Would it be any quicker to do a difference between the list of subscribers for the relevant season and the list of subscribers for the season with bios and shirt sizes?

SELECT *
   FROM Subscribers
   WHERE season_id = 185181
     AND user_id NOT IN
         (SELECT DISTINCT s.user_id
             FROM subscribers s
             JOIN bios b ON s.user_id = b.user_id
             JOIN shirtsizes z ON b.bio_id = z.bio_id
             WHERE s.season_id = 185181
         )

This avoids outer joins, which are not as fast as inner joins, and may therefore be quicker. On the other hand, it might be creating two large lists with very few differences between them. It is not clear whether the DISTINCT in the sub-query would improve or harm performance. It implies a sort operation (expensive) but paves the way for a merge-join if the MySQL optimizer supports such things.

There might be other notations available - MINUS or DIFFERENCE, for example.

Jonathan Leffler
There is no reason to use DISTINCT in the subquery.
Bill Karwin
A: 
select * from subscribers where user_id not in (
  select user_id from bio where bio_id not in (
 select bio_id from shirt_sizes
  )
) and season_id=185181
Hafthor
A: 

I presume that your "big table" is subscribers, and that season_id is probably neither selective nor indexed (indexing it is rather meaningless if it's not selective, anyway), which means that you'll have to fully scan subscribers, anyway.

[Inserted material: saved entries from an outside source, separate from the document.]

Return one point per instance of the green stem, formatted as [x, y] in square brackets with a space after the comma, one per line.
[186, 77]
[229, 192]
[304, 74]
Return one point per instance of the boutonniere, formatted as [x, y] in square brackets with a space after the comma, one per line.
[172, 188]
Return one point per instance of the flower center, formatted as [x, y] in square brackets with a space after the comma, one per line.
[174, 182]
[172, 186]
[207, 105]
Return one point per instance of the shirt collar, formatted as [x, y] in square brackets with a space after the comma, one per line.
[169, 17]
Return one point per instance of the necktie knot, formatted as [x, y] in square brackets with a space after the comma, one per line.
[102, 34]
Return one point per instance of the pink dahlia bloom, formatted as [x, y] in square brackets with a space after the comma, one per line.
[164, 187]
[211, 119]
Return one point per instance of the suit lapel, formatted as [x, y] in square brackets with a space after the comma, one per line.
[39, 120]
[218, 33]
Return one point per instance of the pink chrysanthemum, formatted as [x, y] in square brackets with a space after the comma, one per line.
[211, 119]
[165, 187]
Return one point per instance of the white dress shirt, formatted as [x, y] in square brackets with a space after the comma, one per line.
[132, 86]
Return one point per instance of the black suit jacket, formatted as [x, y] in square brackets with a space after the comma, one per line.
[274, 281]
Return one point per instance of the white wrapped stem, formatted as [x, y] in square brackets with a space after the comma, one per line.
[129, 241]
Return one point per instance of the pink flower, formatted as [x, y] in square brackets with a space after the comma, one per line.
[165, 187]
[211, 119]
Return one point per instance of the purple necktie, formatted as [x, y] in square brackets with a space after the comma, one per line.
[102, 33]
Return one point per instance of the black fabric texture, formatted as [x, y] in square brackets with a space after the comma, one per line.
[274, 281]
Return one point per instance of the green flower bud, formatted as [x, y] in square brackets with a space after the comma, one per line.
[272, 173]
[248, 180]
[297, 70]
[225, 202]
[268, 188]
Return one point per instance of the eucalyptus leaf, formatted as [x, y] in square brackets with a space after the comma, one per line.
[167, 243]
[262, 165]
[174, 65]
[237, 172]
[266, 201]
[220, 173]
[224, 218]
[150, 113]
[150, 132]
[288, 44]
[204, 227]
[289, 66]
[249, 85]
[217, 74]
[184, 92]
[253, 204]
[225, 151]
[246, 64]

Parting, I would join (with an inner join) the two other tables - note that if there is no bio_id in shirt_size it's exactly the same for your query as if there were no bio. First bit:

select uid
from bio
     inner join shirtsizes
             on shirtsizes.bio_id = bio.bio_id

At which point you want to check that shirtsizes is indexed on bio_id. Now you can left outer join this query to subscribers:

select *
from subscribers s
     left outer join (select uid
                      from bio
                      inner join shirtsizes
                              on shirtsizes.bio_id = bio.bio_id) x
                  on x.uid = s.uid
where s.season_id = 185181
  and x.uid is null

which is likely to run reasonably fast if neither bio nor shirtsizes are gigantic ...

A: 

Your query, as it is written now, evaluates all bio's and term_node's if they exist, and then filters them out.

But what you want is just find og_uid's that don't have term_node's (not having a bio also implies not having a term_node)

So you just want to stop evaluating bio's and term_node's as soon as you find the first existing term_node:

SELECT  *
FROM    (
        SELECT  ogu.nid, ogu.is_active, ogu.uid,
                (
                SELECT  1
                FROM    bio b, term_node tn
                WHERE   b.uid = ogu.uid
                        AND tn.nid = b.nid
                LIMIT   1
                ) AS ex
        FROM    og_uid ogu
        WHERE   ogu.nid = 185033
                AND ogu.is_admin = 0
        ) ogu1
WHERE   ex IS NULL

This will evaluate at most one bio and at most one term_node for each og_uid, instead of evaluating all existing thousands and the filtering them out.

Should work much faster.

Quassnoi